Potentially obscuring the antibody results, however, was the possibility that some patients may have hypogammaglobulemia (low B-cell and antibody levels), while others may have overly strong antibody responses, and bigger studies would be needed to tease out these factors. It’s possible that too many complicating factors were present for a finding of statistical significance to show up in a study of this size.

Figuring out why some people improve during antiviral treatment while others do not has been a key goal for Montoya, and he’s reportedly been plowing through immune findings to see if he can pick up measurements that change significantly as people get well. Finding that would give him and the ME/CFS research community a strong biomarker to concentrate on. (Dr. Kogelnik is looking at patients for this as well). This was not that study, however, and hopefully that paper will appear in the future.

Conclusion

Valcyte has not gone the way of XMRV. As with XMRV, the promise of an early study – in this case the 2006 unblinded one with its remarkable success rate – did not hold up, but this study was positive and many patients did improve – in many cases, it appears, significantly.
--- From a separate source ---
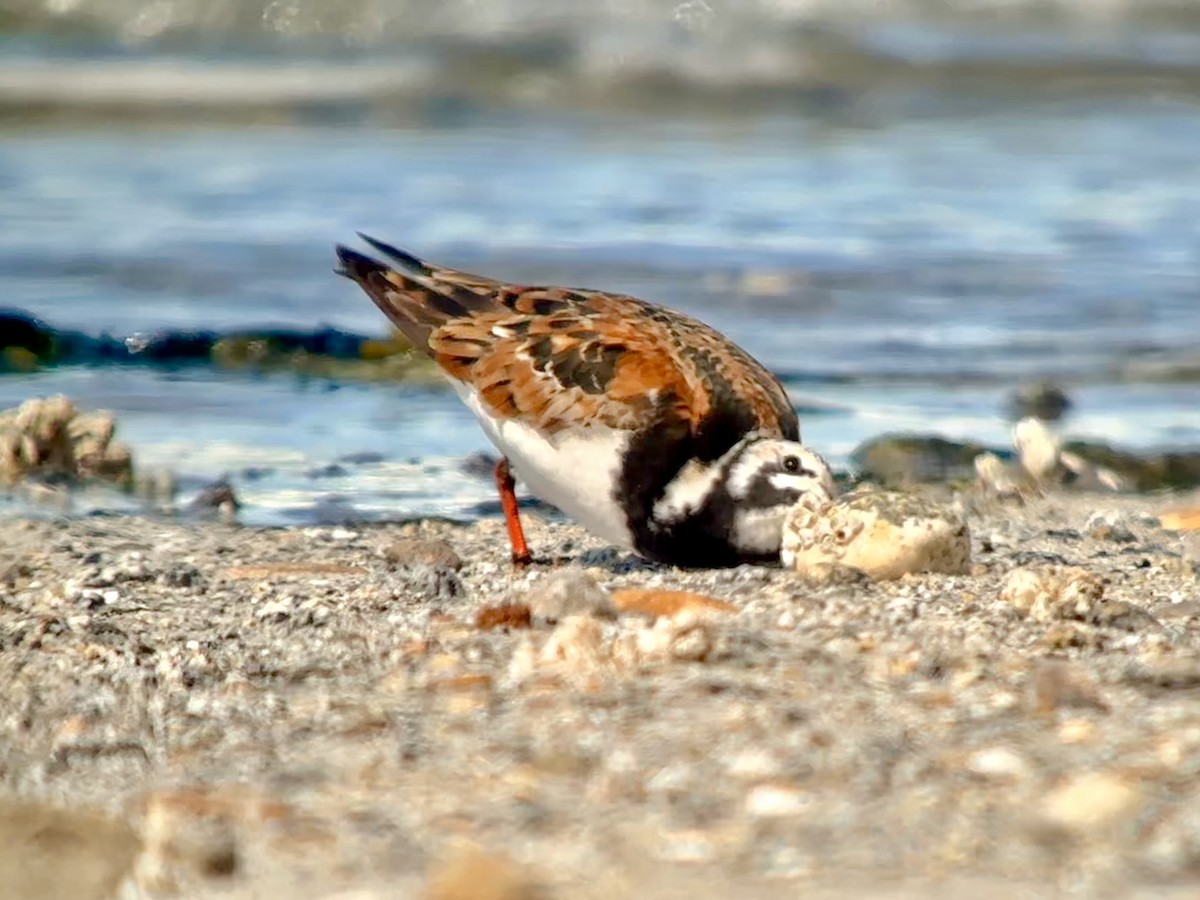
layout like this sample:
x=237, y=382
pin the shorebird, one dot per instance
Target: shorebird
x=648, y=427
The study, though, was underpowered in many ways; it was retrospective, it was not placebo-controlled, and patients’ self-reports were rudimentary to say the least – they appear to have simply rated themselves on a scale from 0-100 on their physical and cognitive functioning and only the highest scores were used. The most intriguing result was the increased likelihood of benefit in patients with longer treatment duration – a key facet of Dr. Lerner’s program.
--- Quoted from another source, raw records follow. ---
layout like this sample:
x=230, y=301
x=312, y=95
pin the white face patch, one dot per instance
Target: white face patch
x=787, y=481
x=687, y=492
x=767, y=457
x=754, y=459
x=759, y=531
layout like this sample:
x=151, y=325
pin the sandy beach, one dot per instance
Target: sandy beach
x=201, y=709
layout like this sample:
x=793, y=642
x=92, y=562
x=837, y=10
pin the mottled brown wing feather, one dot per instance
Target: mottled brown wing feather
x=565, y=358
Without a blinded control group, however, all the results can be challenged – it can be argued that the responders were simply due to placebo, the benefit was transient, and the increased benefit with duration was simply an indicator that time in combination with placebo really does heal somewhat with ME/CFS.

The road to understanding the role that pathogens play in ME/CFS has been long and crooked. With all the interest in antivirals, it’s remarkable that we still do not have a single well-designed, rigorously controlled ME/CFS antiviral treatment trial. Every study, from Dr. Lerner’s trials to Dr. Montoya’s two studies, has had enough design flaws for skeptics to be able to discount the findings. There’s still a great deal of work to be done to figure out how and why antivirals are working when they do work in this disorder.

One such study was underway. In Dec 2010 we were informed that two papers from Dr. Montoya’s placebo-controlled, doubled blinded study – which involved extensive immune testing, exercise testing, etc – were in process. (We were also informed that the study we’ve just looked at would be published ‘soon’ :)). At a conference that year, Dr. Montoya reported that he was on the track of several immune biomarkers (IL-5, IL17F, ENA78, EOTAXN, IP10) that improved during treatment. He also reported that an early antigen marker usually associated with cancer may be a biomarker for this group.